1. Introduction
In this tutorial, we’ll implement two versions of the randomized QuickSort in Python.
2. Random Pivot Selection
Randomized pivot selection is a strategy for avoiding the worst-case complexity scenario of QuickSort in practice, which occurs if an array is already sorted and we pick the last element as a pivot in each iteration.
We can implement randomization by randomly selecting the pivot’s index or shuffling the array. In both cases, the input will consist of:
- a – the input list
- low and high – the lower and upper ends of the active slice
We’ll use Python’s random module for randomization and assume the goal is to sort the input in a non-decreasing order.
3. Random Pivot Selection
Let’s check out the solution with the random pivot index:
def quick_sort_random_index(a, low, high):
if high <= low:
return
# select the pivot randomly
pivot_index = random.randint(low, high)
pivot = a[pivot_index]
# place it at the end
# and proceed as usual
a[pivot_index], a[high] = a[high], a[pivot_index]
# partition the input
split_index = low
for i in range(low, high):
if a[i] <= a[high]:
a[split_index], a[i] = a[i], a[split_index]
split_index = split_index + 1
# place the pivot between the lower and greater elements
a[split_index], a[high] = a[high], a[split_index]
# sort the left and right parts
quick_sort_random_index(a, low, split_index - 1)
quick_sort_random_index(a, split_index + 1, high)
The key step is pivot_index = random.randint(low, high).
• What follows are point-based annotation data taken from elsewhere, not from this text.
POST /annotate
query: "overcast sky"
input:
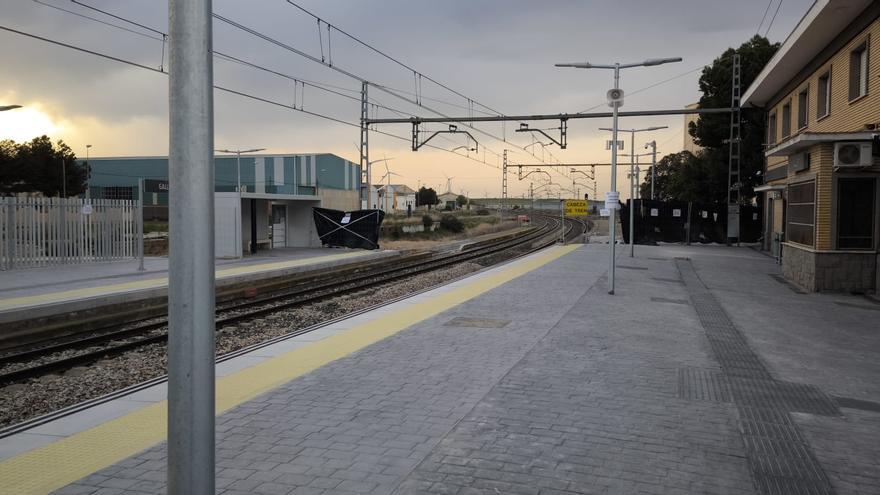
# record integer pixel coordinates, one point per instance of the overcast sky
(498, 53)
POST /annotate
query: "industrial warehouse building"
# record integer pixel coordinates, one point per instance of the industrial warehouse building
(261, 201)
(821, 94)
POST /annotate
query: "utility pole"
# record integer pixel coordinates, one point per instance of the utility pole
(503, 188)
(191, 281)
(653, 145)
(615, 99)
(632, 177)
(365, 143)
(734, 183)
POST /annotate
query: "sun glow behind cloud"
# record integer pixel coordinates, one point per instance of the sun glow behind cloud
(23, 124)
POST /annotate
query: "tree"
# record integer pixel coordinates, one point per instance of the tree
(703, 177)
(37, 167)
(426, 196)
(687, 177)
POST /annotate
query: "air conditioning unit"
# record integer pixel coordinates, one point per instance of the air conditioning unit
(852, 154)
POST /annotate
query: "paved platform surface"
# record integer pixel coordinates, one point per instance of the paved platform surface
(26, 288)
(702, 374)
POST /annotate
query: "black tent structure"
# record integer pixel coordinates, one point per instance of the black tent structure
(357, 229)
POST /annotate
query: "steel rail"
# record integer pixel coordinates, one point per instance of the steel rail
(330, 290)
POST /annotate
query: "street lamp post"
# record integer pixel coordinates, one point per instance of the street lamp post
(89, 174)
(615, 103)
(632, 172)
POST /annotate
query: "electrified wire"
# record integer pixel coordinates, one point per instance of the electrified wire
(389, 57)
(132, 31)
(758, 31)
(222, 88)
(773, 18)
(321, 86)
(651, 86)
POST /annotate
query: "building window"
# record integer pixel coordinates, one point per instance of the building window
(118, 192)
(786, 119)
(803, 102)
(858, 71)
(771, 129)
(801, 212)
(855, 213)
(823, 96)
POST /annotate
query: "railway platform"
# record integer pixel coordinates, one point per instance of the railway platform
(704, 373)
(44, 292)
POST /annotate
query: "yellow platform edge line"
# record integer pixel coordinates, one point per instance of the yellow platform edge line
(58, 464)
(73, 294)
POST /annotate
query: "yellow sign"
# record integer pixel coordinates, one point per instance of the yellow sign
(576, 207)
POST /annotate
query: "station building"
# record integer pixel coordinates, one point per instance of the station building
(261, 201)
(821, 94)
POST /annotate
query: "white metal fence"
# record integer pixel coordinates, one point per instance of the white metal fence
(53, 231)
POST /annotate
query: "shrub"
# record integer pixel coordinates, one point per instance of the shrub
(427, 221)
(451, 223)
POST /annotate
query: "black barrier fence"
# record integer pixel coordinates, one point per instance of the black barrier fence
(353, 229)
(670, 221)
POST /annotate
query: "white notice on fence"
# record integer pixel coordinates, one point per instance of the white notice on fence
(612, 199)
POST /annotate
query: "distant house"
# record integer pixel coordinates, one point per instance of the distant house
(821, 95)
(447, 198)
(394, 197)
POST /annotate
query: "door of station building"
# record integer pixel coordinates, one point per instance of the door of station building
(279, 225)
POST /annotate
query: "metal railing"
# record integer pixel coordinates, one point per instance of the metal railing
(37, 232)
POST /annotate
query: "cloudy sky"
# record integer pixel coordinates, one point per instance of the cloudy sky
(498, 53)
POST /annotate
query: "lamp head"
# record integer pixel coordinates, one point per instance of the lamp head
(660, 61)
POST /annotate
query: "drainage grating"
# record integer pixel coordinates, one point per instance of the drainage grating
(781, 280)
(670, 301)
(860, 306)
(862, 405)
(787, 396)
(700, 384)
(460, 321)
(779, 457)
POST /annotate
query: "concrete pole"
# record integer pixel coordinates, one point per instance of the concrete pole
(140, 224)
(653, 166)
(191, 259)
(632, 192)
(612, 218)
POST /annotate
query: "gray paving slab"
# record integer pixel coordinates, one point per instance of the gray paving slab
(581, 392)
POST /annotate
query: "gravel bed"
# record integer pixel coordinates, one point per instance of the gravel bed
(21, 401)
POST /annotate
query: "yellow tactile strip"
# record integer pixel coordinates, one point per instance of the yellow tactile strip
(153, 283)
(53, 466)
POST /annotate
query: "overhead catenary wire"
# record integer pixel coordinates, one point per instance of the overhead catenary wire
(764, 17)
(219, 88)
(772, 19)
(391, 91)
(302, 82)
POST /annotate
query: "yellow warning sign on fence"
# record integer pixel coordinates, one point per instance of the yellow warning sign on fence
(575, 207)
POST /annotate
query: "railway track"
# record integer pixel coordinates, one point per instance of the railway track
(110, 341)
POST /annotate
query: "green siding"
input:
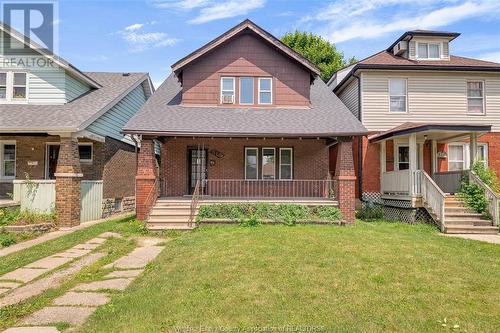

Here, we randomly select the index of the element we’ll use as the pivot. The index is one of low, low + 1, …, high.
After selection, the only thing to do is swap it with the last element and proceed with partitioning as in the non-randomized formulation of QuickSort.
4. Shuffling
Another way is to shuffle the slice a[low], a[low + 1], …, a[high] before taking a[high] as the pivot:
def shuffle_slice(a, start, end):
for i in range(end, start - 1, -1):
j = random.randint(i, end)
a[i], a[j] = a[j], a[i]
def quick_sort_random_shuffle(a, low, high):
if high <= low:
return
# shuffle the active slice
shuffle_slice(a, low, high)
# and proceed with partitioning
split_index = low
for i in range(low, high):
if a[i] <= a[high]:
a[split_index], a[i] = a[i], a[split_index]
split_index = split_index + 1
# place the pivot between the lower and greater elements
a[split_index], a[high] = a[high], a[split_index]
# sort the left and right parts
quick_sort_random_index(a, low, split_index - 1)
quick_sort_random_index(a, split_index + 1, high)
The step shuffle_slice(a, low, high) replaces a[low], a[low + 1], …, a[high] with its random permutation. So, in addition to randomly selecting the pivot, we also randomize the order of the elements before partitioning.
5. Example
Both approaches sort the input in place, which saves memory. We call the functions with low set to 0 and high to the input’s last index:
a = [1, 2, 5, 1 ,2, 3, 6, 3, 7, 9, 0, 1]
b = list(a)
print('Before sorting:', a)
quick_sort_random_index(a, 0, len(a) - 1)
print('After sorting (random index):', a)
quick_sort_random_shuffle(b, 0, len(a) - 1)
print('After sorting (random shuffle):', a)
Here’s the output showing that both methods work:
Before sorting: [1, 2, 5, 1, 2, 3, 6, 3, 7, 9, 0, 1]
After sorting (random index): [0, 1, 1, 1, 2, 2, 3, 3, 5, 6, 7, 9]
After sorting (random shuffle): [0, 1, 1, 1, 2, 2, 3, 3, 5, 6, 7, 9]
6. Discussion
Let’s check if these approaches reduce the expected complexity. We can calculate the average number of swaps over several runs of quick_sort_random_index and quick_sort_random_shuffle.
We ran the functions on a worst-case input array with 500 elements: [500, 499, …, 2, 1]. The average swap count of the random-index strategy over 100 runs was 3085.49, with a standard deviation of 319.36. The random-shuffle approach made 3047.26 swaps on average, with a standard deviation of 283.49. In contrast, QuickSort’s deterministic formulation does 62749 swaps for this input.
The random-shuffle approach will work slower on large input arrays than the random-index method because the former shuffles the entire slice in each iteration. However, both approaches will exceed the recursion stack capacity for very large inputs.
7. Conclusion
In this article, we showed how to implement two randomized versions of QuickSort. The random-index approach randomly selects the pivot element, while the random-shuffle approach shuffles the entire input slice in each iteration.
Both approaches can reduce the number of swaps for the worst-case input compared to the deterministic QuickSort. However, the random-shuffle strategy is slower, and if implemented recursively, the randomized versions can exhaust the recursion stack.